# No start no crank and Intake Valve solenoid circuit error



## Master of None (Oct 11, 2020)

My daughter bought a used 2006 Nissan Ultima amd has been a no start/no turn over nightmare. During my investigation I got a P0075 Intake valve control solenoid circuit(bank 1) error. Upon inspection I found the electric plug for the solenoid wiped with black marks and the wires torn out of it from what seems to be the serpentine belt coming apart (eerily similar to a YouTube video I found!). I found other damage as well. Will the wires being ripped out cause a no start? I can not find where the wires are that are not connected to the plug. Thanks in advance for any help!!


----------



## dreblon (Oct 5, 2020)

The problem could be a shortened or broken wire to the intake valve control solenoid.


----------



## Master of None (Oct 11, 2020)

I found the wires were broken and repaired. I have proper voltage to the plug and have replaced the unit itself. Car still has a no start/no crank situation with the code still being the solenoid circuit code. I have checked everything else. Another question I do have is they (P.O.) did the pull the fuse on the steering lock trick. If there was something wrong there will it give a fault code? I gotta have this dumb thing driveable!! Thanks in advance for the help!!


----------



## rogoman (Dec 16, 2004)

You mentioned that a fuse was pulled. Please explain what fuse was pulled.


----------



## Master of None (Oct 11, 2020)

rogoman said:


> You mentioned that a fuse was pulled. Please explain what fuse was pulled.

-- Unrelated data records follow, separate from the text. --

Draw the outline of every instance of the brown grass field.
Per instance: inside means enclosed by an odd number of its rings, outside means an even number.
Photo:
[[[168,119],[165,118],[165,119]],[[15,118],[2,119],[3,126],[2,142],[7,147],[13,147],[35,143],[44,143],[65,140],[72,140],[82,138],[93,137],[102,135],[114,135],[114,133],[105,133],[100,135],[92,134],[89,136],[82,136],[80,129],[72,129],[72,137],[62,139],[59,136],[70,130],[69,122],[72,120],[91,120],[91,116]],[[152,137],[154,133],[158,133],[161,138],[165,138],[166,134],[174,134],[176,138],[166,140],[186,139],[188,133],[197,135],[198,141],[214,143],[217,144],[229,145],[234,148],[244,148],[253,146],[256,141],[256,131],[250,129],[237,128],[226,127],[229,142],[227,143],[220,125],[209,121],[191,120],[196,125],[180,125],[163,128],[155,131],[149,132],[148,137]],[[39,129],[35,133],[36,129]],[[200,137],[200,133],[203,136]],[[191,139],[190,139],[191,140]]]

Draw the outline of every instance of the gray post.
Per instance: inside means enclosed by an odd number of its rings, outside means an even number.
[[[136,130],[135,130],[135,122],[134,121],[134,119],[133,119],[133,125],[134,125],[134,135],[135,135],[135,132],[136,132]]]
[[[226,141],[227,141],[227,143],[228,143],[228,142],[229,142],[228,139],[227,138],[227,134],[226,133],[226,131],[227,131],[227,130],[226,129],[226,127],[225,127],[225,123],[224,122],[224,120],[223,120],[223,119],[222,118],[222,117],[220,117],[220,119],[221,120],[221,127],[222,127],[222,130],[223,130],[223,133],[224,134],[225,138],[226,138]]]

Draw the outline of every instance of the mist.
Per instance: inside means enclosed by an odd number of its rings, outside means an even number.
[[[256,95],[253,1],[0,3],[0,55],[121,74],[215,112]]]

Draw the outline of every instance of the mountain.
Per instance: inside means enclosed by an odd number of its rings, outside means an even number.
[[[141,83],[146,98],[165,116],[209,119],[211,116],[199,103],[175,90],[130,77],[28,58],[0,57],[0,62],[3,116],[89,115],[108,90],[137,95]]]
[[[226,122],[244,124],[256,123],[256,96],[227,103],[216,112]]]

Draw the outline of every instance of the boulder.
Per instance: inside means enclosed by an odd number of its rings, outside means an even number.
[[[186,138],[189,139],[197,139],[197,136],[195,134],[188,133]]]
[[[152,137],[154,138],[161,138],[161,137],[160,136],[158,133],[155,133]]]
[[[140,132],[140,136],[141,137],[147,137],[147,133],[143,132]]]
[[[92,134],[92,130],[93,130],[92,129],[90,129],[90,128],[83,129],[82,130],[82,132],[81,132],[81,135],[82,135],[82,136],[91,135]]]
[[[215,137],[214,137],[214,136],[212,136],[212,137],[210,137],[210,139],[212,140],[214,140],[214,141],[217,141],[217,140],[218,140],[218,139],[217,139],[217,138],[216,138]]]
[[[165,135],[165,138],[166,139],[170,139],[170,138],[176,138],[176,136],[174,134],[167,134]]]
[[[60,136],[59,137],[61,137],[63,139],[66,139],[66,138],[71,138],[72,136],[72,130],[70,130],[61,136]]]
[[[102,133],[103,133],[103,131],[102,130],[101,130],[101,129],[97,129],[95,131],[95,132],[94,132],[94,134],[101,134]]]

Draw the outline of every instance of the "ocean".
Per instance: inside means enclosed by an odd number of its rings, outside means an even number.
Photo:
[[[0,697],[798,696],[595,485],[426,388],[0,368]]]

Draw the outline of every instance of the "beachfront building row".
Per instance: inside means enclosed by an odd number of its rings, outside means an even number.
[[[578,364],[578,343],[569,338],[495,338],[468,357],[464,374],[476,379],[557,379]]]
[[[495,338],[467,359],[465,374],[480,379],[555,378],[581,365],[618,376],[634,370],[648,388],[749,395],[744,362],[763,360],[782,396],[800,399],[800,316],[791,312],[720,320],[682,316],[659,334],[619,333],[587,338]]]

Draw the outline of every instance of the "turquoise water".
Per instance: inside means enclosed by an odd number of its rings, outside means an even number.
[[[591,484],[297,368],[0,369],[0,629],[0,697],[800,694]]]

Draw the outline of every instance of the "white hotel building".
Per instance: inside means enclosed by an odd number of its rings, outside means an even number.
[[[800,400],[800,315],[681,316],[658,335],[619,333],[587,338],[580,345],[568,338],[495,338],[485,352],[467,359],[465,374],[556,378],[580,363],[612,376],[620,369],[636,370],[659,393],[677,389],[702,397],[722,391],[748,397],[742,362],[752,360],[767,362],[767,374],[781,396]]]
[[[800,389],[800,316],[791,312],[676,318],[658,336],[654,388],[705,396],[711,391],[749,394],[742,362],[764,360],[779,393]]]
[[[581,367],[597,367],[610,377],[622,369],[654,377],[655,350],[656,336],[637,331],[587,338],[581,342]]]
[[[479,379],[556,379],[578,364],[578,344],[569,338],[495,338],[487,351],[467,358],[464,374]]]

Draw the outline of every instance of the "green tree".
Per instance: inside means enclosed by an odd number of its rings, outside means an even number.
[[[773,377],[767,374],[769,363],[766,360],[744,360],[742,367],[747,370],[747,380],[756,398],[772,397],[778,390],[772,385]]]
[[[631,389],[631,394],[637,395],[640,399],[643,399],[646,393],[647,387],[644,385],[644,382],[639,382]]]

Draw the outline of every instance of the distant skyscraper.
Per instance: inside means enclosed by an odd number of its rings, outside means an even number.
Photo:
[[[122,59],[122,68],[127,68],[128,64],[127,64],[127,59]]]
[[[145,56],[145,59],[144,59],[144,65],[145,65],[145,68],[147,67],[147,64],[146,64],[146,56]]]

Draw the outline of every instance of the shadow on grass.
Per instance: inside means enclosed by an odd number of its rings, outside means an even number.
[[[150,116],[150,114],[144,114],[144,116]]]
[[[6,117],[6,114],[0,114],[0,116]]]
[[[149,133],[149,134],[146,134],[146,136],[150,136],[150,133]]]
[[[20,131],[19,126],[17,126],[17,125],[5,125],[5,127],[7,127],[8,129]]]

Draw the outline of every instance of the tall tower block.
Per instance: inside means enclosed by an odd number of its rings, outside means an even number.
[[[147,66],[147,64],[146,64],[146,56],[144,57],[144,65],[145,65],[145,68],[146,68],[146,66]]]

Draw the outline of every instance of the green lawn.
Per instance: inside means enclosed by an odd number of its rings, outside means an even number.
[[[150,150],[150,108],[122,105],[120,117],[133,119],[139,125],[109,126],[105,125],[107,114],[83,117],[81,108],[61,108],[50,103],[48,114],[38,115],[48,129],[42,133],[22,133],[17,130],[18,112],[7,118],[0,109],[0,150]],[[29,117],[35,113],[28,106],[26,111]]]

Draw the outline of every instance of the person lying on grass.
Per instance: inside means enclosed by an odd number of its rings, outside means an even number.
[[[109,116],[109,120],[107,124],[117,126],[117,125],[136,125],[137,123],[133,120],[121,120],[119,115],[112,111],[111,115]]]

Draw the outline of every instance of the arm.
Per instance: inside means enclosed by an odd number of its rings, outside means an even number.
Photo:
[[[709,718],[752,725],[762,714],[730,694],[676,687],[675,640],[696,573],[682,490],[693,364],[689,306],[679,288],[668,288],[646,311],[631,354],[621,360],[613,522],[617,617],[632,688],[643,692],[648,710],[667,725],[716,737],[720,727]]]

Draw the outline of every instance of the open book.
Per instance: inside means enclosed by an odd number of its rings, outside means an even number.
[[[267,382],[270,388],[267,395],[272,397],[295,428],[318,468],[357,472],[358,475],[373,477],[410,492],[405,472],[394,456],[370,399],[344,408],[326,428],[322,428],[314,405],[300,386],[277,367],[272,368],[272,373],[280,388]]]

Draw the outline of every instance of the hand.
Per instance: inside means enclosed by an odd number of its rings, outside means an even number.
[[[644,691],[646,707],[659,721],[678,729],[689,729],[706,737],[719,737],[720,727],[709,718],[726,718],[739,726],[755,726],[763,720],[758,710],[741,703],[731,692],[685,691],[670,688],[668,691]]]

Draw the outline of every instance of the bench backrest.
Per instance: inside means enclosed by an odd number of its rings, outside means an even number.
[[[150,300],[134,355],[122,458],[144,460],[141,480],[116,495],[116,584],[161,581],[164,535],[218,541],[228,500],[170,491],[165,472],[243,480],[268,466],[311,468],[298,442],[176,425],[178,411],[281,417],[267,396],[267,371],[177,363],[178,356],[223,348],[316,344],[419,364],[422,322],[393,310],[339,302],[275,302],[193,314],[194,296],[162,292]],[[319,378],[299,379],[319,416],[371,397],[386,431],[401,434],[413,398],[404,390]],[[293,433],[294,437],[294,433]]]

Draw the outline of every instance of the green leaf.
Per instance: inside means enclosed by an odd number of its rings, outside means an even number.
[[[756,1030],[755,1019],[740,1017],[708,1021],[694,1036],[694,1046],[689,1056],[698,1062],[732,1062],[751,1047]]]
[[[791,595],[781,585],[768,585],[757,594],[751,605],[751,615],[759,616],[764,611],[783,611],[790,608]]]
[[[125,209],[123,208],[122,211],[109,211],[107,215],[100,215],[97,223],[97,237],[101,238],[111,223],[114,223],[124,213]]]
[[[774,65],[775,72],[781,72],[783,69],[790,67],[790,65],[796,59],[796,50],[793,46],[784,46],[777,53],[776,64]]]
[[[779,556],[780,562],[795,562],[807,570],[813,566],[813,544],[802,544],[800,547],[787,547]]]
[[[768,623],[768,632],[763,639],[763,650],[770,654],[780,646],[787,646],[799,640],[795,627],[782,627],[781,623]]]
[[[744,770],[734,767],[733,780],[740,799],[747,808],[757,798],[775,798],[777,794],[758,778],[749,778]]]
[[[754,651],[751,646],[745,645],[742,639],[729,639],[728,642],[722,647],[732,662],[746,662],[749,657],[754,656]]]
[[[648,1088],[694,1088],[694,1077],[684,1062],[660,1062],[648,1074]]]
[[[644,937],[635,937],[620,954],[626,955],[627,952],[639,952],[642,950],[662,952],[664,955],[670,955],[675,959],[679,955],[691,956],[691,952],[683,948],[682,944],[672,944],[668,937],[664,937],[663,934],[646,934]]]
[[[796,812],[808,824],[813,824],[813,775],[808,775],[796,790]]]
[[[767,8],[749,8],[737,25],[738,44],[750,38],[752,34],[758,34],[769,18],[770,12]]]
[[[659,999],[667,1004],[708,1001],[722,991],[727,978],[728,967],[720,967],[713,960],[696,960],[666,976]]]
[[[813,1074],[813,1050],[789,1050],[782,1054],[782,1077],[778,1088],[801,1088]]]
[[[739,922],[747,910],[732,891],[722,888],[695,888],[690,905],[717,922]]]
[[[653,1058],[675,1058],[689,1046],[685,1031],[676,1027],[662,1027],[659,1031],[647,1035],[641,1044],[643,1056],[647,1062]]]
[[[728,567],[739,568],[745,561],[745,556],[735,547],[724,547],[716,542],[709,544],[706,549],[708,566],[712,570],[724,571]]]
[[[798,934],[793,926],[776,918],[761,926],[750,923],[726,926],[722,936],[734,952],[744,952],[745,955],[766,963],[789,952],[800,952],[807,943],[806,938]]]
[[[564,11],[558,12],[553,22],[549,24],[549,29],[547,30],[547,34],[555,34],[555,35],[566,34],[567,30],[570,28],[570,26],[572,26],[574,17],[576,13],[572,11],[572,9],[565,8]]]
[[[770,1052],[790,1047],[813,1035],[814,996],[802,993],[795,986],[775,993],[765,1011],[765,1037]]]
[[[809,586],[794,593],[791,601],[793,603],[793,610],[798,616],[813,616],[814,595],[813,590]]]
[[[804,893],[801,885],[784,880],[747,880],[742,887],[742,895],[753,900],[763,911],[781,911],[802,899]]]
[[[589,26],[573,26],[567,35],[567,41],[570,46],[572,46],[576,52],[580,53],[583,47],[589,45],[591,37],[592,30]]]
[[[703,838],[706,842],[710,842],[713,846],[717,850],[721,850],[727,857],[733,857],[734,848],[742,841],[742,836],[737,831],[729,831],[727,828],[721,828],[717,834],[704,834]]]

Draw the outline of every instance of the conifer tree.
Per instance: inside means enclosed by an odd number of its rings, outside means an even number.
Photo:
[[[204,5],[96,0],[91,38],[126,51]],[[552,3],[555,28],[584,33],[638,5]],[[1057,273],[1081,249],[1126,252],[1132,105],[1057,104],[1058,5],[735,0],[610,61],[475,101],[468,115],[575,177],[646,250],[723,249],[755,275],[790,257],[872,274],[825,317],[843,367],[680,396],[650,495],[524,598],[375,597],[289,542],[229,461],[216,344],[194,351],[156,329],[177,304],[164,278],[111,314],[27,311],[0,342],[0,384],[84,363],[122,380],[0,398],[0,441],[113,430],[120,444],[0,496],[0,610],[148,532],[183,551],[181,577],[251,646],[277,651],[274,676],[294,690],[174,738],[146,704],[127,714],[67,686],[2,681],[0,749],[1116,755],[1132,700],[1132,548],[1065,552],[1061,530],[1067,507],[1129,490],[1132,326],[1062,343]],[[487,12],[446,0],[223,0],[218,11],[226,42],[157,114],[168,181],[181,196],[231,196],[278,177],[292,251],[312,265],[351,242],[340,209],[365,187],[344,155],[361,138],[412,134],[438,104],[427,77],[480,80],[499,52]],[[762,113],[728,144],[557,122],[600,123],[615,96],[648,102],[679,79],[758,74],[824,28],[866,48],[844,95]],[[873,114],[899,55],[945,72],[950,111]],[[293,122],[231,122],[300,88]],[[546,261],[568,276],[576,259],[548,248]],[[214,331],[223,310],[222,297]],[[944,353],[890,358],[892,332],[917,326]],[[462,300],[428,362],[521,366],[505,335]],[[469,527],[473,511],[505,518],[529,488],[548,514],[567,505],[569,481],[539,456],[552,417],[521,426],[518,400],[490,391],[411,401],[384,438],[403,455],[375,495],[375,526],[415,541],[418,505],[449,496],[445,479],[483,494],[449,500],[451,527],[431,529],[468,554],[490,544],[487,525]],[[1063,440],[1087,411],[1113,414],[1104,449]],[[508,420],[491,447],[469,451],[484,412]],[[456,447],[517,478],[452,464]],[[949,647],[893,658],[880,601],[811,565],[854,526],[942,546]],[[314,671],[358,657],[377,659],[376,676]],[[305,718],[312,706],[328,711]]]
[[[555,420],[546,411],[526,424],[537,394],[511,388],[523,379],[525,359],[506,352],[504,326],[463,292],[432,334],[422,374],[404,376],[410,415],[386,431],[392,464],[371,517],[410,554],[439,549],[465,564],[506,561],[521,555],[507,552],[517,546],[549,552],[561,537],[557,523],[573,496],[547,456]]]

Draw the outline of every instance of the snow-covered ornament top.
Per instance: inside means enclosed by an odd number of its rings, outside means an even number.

Appearently the steering column lock malfunctioned and they held the lock down mechanism and pulled the fuse . In doing so it renders the malfunctioning steering lock useless and bypasses it so it will start. Many you tube videos on it. Like:


----------



## rogoman (Dec 16, 2004)

So it looks like steering column lock box has failed. It's not too difficult to replace. However they are expensive like $400 and up. Whether you buy a new box or a used one, the key that comes with it will have to be registered with the ECU/BCM in order to be able to start the engine.


----------